I had been planning this post for awhile, but the past couple of days have been eye opening to this newbie wine blogger, and I figure now’s as good a time as any to write. I had finally settled into my role in the blogosphere after meeting and learning from several milestones a wine blogger could face:
- Posting your first review and waiting to be sniped at by more knowledgeable writers
- Posting your first review of a bad wine and enduring the fallout
- Starting a weekly feature, then failing to continue it (though I’ll hopefully be reviving the Irreverent Weekend Reader)
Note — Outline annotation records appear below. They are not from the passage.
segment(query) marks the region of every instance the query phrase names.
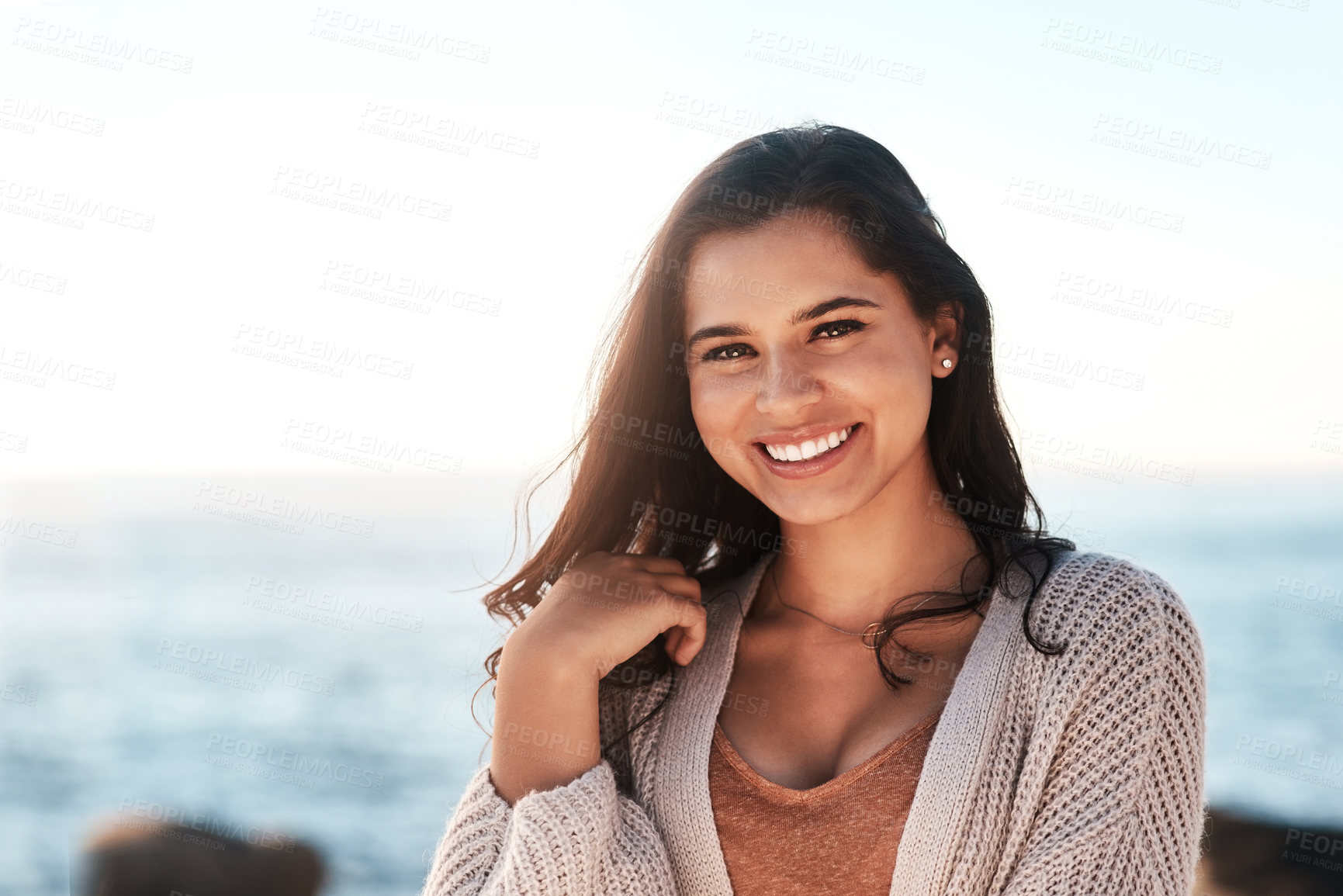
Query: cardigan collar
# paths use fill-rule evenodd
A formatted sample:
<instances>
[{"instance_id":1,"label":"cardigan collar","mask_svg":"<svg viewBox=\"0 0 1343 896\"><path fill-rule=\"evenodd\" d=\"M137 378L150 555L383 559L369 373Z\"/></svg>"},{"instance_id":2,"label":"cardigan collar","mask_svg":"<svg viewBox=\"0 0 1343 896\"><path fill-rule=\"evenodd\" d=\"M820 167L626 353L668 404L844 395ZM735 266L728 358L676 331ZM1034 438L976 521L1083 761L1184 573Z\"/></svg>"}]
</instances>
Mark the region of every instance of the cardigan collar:
<instances>
[{"instance_id":1,"label":"cardigan collar","mask_svg":"<svg viewBox=\"0 0 1343 896\"><path fill-rule=\"evenodd\" d=\"M778 556L766 552L747 572L725 582L712 596L708 634L700 653L678 670L681 681L667 699L657 748L650 809L667 845L681 896L732 893L709 798L709 751L713 723L732 677L737 634L766 568ZM710 600L705 600L710 603ZM1003 669L1021 639L1015 602L990 595L984 621L943 707L924 758L913 803L900 840L892 896L936 893L955 860L955 832L971 810L975 767L986 743L991 708L1003 699ZM1017 623L1015 627L1013 623ZM919 853L916 857L915 853ZM935 856L925 861L924 856ZM912 869L937 880L913 880Z\"/></svg>"}]
</instances>

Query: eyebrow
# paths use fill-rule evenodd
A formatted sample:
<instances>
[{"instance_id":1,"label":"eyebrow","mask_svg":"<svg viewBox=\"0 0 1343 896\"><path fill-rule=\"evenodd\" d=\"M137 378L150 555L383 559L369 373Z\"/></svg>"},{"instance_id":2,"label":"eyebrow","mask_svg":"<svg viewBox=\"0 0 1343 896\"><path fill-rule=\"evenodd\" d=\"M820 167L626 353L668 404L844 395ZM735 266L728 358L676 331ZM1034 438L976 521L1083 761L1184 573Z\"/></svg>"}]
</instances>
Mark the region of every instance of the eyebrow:
<instances>
[{"instance_id":1,"label":"eyebrow","mask_svg":"<svg viewBox=\"0 0 1343 896\"><path fill-rule=\"evenodd\" d=\"M817 302L811 308L803 308L792 313L788 318L790 326L796 326L806 321L814 321L818 317L825 317L830 312L838 310L841 308L876 308L881 309L881 305L869 298L853 298L851 296L839 296L837 298L827 298L823 302ZM686 340L685 347L689 349L692 345L706 339L719 339L720 336L749 336L751 328L743 326L741 324L717 324L714 326L701 326L694 330L694 334Z\"/></svg>"}]
</instances>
- Realizing how traffic arrives to your blog and strengthening those avenues
- Botching a review and all the shame and guilt that accompanies it
Though I know I have a lot more to learn, which is like saying there’s a lot more of the ocean I have left to swim in, I was fairly certain I had at least found a groove. A couple sites have, in fact, reaffirmed a decision I made last week to change the direction of my blog. In an article at Palate Press, Tom Johnson says, quite plainly, that wine blogs are too personal, too uncontroversial to warrant a consistent audience. In a rather minute controversy, wine critic Stephen Tanzer took a swipe at wine bloggers in his new website, Winophilia, essentially calling us amateurs in the lowest sense of the word, then tempering it with a self-contradicting nod to “extremely well-done” but “sporadic… hobbyist” wine blogs. Ouch, especially if he doesn’t consider your blog of the “well-done” variety. Consider the riposte from Steve Paulo at Notes from the Cellar: “Stephen Tanzer is a Jackass.”
The feces can fly both ways, Mr. Tanzer. As of this morning, Stephen Tanzer has removed the offending words from his website, opting instead to leave the wine-blogging community completely out of his pitch. Very quick response to a PR issue, and a welcome nod towards our position.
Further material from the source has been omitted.